Flow rate, turbulence and mixing
As the culture scale increases, the environment, especially the hydrodynamic conditions and the light environment, the algae experience changes. It is easy to induce mixing in small-scale cultures, providing a uniform light and chemical environment for the algal cells and to prevent settling of the cells. However, in large raceway ponds or photobioreactors uniform mixing is difficult, and almost impossible, to achieve. One outcome of this is a reduction in productivity and an increase in the risk of culture collapse as the scale of the culture system increases. Productivities in large production raceway ponds rarely exceed 20 g m–2 day–1 and annual average production is less than that (Belay, Citation1997; Weissman et al., Citation1989; Olaizola, Citation2000; Jiménez et al., Citation2003), although high productivities of up to about 50 g m–2 day–1 can be achieved in small indoor cultures under optimal conditions, and productivities > 30 g m–2 day–1 in small (1–5 m2) raceway ponds outdoors are achievable over very short periods (Moheimani & Borowitzka, Citation2006).
Flow and mixing in large-scale culture units differ markedly from small laboratory-scale mini-ponds and photobioreactors. For example, in large raceway ponds the flow rate varies along the channels and vertical mixing occurs mainly in the vicinity of the paddle wheel where water flow is turbulent, whereas in the long channels flow is predominantly laminar (Hadiyanto et al., Citation2013; Prussi et al., Citation2014). The longer the channels, the longer the region of laminar flow where little vertical mixing occurs. This means that cells lower in the water column receive little or no light for longer periods especially at higher cell densities, whereas the cells at the pond surface are exposed to high irradiances. At the ends of the ponds the flow rate is much higher on the inside of the 180° bends than at the outside and this can lead to settling and accumulation of algal cells at the outside of the bends. The unequal mixing can easily be seen in the ponds by the distribution of foam on the water surface (). In order to minimize this, flow rectifiers are often installed in an attempt to even out the flow around the bends (Borowitzka, Citation2005), but these are only effective in evening out horizontal flow and have little effect on vertical mixing. Alternatively, the pond design can include an eccentrically placed curved wall and/or baffles at the end of the pond furthest from the paddle wheel (Dodd, Citation1986; Shimamatsu, Citation1987), but this also is only of limited effectiveness. It is interesting that the effect on productivity of those additions has never been quantified in large-scale systems.

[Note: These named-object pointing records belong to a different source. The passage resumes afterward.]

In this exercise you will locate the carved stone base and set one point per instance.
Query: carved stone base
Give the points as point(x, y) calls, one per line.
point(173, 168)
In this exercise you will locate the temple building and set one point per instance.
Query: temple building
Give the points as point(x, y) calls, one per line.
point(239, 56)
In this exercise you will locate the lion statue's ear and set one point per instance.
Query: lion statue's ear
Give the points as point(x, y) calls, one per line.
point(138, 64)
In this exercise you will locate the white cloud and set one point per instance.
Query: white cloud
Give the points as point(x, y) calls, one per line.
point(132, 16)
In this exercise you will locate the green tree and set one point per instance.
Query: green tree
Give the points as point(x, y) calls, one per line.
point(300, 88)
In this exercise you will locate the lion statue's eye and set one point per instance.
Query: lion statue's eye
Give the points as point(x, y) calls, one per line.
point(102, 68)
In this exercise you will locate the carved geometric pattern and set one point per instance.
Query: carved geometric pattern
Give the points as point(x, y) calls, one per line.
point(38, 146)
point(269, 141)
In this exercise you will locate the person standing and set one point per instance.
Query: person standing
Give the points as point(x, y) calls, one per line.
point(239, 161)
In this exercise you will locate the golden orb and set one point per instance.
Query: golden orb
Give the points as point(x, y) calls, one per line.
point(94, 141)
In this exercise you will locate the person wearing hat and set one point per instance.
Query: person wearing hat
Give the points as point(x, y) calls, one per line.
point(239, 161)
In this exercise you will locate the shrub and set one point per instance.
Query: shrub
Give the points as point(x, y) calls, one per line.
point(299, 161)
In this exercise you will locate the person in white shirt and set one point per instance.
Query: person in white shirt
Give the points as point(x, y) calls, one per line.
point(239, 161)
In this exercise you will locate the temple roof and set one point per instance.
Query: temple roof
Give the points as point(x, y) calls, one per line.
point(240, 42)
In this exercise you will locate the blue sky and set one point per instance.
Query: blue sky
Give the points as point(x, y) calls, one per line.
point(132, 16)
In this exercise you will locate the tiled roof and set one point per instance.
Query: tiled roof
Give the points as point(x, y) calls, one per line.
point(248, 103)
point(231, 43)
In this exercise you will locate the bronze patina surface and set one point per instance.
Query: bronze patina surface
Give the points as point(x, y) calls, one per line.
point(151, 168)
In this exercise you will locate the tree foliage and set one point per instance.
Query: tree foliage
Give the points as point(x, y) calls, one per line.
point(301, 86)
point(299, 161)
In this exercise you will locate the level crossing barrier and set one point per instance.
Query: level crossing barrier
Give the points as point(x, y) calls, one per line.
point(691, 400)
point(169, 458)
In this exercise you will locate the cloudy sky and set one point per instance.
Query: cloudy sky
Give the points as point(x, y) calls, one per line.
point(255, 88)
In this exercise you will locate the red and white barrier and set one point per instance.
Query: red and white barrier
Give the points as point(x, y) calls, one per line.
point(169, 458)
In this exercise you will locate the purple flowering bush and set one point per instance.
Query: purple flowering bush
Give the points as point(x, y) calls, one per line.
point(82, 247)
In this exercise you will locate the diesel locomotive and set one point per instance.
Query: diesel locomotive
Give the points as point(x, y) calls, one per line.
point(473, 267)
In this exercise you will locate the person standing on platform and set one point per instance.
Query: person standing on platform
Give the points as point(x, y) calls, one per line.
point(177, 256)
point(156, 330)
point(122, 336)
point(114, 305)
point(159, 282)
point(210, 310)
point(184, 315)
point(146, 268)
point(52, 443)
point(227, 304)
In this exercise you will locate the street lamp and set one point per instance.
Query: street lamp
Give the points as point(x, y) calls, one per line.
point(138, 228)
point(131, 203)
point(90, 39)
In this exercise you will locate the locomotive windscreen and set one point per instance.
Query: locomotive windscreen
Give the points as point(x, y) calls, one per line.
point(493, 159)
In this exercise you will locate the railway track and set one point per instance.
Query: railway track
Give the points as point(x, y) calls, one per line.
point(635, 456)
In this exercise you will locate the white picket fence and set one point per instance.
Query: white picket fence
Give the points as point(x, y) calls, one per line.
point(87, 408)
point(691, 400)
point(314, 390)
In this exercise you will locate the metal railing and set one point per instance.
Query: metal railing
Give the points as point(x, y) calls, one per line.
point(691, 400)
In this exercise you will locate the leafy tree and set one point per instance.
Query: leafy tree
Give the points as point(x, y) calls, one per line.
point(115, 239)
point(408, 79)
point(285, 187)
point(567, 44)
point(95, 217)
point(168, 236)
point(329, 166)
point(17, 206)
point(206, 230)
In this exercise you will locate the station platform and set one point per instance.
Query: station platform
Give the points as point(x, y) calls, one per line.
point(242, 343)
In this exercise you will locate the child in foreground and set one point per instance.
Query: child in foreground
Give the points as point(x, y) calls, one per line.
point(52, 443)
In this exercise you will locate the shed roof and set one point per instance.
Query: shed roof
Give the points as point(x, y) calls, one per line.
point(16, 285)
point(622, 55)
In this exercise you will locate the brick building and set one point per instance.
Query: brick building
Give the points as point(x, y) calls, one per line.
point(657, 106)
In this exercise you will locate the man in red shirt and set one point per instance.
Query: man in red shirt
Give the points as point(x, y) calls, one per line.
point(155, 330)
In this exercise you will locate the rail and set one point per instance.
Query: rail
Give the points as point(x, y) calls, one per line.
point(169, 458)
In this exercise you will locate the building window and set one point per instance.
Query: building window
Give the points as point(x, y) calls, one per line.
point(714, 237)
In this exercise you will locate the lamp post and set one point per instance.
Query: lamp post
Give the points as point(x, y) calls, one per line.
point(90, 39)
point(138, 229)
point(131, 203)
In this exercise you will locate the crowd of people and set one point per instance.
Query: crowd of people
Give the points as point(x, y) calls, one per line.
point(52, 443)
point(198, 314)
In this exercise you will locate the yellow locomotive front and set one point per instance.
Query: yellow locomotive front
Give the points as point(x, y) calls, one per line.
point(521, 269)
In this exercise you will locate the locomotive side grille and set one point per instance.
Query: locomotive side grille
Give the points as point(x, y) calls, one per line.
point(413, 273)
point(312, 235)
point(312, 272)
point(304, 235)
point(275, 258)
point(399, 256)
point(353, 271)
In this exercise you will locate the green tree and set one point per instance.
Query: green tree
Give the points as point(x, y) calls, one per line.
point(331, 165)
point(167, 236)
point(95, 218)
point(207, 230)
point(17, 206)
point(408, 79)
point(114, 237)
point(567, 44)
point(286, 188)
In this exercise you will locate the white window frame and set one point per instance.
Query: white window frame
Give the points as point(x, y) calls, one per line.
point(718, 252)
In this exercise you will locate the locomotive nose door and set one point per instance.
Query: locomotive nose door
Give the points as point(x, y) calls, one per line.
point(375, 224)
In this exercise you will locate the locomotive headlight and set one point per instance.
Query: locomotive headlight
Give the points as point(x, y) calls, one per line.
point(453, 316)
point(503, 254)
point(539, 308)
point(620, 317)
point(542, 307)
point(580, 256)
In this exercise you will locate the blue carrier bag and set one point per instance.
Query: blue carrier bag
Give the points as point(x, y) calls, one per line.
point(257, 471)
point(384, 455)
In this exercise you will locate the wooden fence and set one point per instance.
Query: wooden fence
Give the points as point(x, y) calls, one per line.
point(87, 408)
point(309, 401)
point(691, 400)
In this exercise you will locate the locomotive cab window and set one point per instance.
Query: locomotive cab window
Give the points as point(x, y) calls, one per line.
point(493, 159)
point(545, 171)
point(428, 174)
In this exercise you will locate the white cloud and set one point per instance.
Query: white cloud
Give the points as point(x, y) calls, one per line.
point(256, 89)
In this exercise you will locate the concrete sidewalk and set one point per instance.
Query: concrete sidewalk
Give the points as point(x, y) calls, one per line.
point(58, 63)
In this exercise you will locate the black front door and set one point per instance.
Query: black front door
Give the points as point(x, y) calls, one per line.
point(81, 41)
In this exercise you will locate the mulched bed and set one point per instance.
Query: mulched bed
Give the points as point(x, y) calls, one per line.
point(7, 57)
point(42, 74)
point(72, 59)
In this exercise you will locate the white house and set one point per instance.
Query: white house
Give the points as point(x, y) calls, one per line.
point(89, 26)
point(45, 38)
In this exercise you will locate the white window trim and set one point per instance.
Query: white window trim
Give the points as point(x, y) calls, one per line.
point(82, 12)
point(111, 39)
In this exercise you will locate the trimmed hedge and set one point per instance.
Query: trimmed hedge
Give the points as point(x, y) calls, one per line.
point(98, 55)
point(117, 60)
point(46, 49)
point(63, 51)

Fig. 2. Variation in mixing indicated by both the distribution of foam patches at the water surface and wave distribution in a small 200 m2 raceway pond. The distribution of the foam indicates the region of highest surface water flow.

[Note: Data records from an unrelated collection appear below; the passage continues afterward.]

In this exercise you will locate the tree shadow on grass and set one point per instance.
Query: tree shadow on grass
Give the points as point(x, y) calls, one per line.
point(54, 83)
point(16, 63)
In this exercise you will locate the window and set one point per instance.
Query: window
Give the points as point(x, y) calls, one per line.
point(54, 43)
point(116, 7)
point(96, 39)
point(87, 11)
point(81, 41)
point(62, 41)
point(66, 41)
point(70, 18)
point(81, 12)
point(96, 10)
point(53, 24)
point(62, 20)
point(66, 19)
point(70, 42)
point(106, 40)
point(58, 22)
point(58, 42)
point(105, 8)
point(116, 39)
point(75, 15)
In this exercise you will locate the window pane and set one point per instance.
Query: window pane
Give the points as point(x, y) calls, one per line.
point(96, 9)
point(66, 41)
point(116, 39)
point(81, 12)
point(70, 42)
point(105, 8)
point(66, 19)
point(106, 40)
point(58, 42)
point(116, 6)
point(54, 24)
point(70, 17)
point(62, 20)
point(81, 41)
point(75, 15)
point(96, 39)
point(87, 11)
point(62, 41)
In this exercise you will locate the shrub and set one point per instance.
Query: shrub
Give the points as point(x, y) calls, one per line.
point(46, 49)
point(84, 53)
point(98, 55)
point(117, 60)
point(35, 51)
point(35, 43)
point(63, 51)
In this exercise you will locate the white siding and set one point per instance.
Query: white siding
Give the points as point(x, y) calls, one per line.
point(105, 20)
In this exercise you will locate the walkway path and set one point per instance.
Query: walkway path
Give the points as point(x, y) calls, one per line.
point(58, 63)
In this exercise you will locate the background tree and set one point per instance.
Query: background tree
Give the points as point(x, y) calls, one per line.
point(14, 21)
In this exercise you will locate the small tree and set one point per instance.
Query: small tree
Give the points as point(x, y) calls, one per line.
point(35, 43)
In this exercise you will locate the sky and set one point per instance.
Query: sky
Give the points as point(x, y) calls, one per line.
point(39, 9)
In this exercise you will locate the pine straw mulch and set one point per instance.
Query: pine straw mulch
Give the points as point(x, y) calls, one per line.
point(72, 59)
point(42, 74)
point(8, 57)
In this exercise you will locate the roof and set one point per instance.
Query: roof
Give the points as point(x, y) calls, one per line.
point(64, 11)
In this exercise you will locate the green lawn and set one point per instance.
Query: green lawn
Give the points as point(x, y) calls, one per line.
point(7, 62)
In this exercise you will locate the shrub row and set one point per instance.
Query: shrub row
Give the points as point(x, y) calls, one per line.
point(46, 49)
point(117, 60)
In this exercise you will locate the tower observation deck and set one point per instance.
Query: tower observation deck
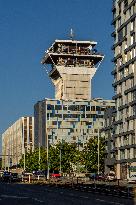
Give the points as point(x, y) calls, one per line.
point(73, 65)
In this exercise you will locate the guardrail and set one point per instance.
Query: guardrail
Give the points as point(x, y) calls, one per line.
point(117, 188)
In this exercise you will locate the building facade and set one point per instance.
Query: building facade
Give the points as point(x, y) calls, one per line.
point(16, 140)
point(70, 121)
point(124, 21)
point(73, 64)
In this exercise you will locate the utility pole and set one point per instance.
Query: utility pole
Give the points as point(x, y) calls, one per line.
point(39, 157)
point(47, 146)
point(98, 150)
point(60, 157)
point(24, 158)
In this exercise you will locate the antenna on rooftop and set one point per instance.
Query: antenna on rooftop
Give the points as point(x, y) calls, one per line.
point(71, 34)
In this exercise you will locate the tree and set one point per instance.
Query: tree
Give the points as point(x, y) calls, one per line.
point(90, 154)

In closed photobioreactors, especially the commonly used tubular photobioreactors with tube diameters of 5–10 cm, similar problems occur with scale-up. In the long straight tube runs of large reactors (10 m and longer) laminar flow occurs and, at high cell densities, little or no light penetrates to the cells at the centre of the tubes for much of the tube length. In helical photobioreactors such as the Biocoil, the tube curvature induces a gradual flow from the centre of the tube to the outside due to the Coriolis effect, with the time taken for a particle to move from the tube periphery to the centre of the tube dependent on the diameter of the reactor helix, the tube diameter and the flow rate. However, large helical photobioreactors cannot be constructed of glass tubing.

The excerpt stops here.